Yeah, that’s a tricky one.
It would be easier if you knew how you are expecting your users to format the input.

But, what about if you run wpautop from within your shortcode?

function accordion_shortcode($atts, $content = null) {
   $content = wpautop(trim($content));
   return '<div class="accordion">' . $content . '</div>';
}
add_shortcode('accordion', 'accordion_shortcode');

This was suggested here: http://sww.co.nz/solution-to-wordpress-adding-br-and-p-tags-around-shortcodes/

Other than that there is a good plugin which alows you to wrap code in [raw] tags and have Wordpress leave it as it is (i.e. not format it):
http://wordpress.org/extend/plugins/raw-html/

If you set the wpauto filter so that those extra p elements get removed, why not then use the HTML (instead of visual) view of the editor?
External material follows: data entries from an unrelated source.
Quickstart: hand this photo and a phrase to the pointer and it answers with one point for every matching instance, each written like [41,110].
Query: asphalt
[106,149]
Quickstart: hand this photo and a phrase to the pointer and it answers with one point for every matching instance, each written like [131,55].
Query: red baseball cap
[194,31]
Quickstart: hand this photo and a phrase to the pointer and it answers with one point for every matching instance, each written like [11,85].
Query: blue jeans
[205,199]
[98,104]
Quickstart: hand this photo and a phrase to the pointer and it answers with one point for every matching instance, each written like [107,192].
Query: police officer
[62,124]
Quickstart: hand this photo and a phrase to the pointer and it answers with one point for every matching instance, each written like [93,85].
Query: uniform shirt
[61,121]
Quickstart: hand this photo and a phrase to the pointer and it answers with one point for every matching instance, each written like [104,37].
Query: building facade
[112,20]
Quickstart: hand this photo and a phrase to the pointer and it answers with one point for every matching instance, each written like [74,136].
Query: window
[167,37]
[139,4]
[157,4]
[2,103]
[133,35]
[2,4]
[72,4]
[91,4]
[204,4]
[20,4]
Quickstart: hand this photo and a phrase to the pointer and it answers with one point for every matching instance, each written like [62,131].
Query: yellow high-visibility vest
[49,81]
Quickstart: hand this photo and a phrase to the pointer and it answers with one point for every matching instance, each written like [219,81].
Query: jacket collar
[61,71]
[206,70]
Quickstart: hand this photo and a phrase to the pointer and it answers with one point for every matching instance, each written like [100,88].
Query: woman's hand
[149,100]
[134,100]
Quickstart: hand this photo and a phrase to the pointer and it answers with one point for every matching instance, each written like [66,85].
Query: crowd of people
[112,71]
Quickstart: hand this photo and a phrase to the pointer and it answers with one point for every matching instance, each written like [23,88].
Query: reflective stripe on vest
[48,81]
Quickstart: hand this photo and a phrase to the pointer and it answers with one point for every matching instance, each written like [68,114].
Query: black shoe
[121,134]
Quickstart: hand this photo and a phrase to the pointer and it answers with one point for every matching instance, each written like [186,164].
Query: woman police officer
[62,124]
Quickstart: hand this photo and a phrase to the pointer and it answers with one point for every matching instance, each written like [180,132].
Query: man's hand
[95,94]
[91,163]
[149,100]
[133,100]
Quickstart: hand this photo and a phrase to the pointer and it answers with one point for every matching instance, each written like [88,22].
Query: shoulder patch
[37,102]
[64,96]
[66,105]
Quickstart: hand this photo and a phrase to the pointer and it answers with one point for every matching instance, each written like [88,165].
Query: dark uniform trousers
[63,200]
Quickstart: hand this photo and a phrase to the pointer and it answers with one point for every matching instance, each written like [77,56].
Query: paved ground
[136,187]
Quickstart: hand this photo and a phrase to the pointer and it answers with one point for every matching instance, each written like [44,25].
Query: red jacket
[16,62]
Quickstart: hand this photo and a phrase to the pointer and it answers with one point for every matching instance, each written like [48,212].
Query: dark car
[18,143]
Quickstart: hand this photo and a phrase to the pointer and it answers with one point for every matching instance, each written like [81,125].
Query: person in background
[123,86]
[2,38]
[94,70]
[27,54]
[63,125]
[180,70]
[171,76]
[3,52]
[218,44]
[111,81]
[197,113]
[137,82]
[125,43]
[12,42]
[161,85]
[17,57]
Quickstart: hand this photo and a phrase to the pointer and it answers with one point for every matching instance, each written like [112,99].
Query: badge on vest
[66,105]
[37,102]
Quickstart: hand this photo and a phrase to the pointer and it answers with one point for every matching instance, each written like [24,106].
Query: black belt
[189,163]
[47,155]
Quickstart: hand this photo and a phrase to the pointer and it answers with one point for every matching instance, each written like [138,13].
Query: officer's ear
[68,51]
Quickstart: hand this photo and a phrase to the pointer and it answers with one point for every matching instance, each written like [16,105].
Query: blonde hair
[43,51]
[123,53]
That would do what you want. If the user enters markup anyway, then there’s no reason not to use the HTML view, plus, that way you get exactly what you have entered and WP does not add extra markup that way either.

That method isn’t any good.
I added the clean ‘markup’ i provided in a previous post in the HTML editor, switched to the visual editor and then immediately back and it added the unwanted markup.

I need to have it so that the markup is clean and using the HTML editor is not possible for a lot of users as they may not have HTML experience and many of which will not want to gain any experience.

Cheers

For now i’ve implemented a cleanup function which removes all the unwanted markup surrounding the shortcode tags, ie ‘<p>[shortcode_name]</p>’ is cleaned up to ‘[shortcode_name]’, etc.

The visual editor was never meant for users to add their own markup to begin with, so naturally it will add markup, that’s the point of the visual editing mode.

Have you looked at alternative text entry methods? E.g. using something like Markdown or Textile? They’re a lot cleaner but may not be for everyone.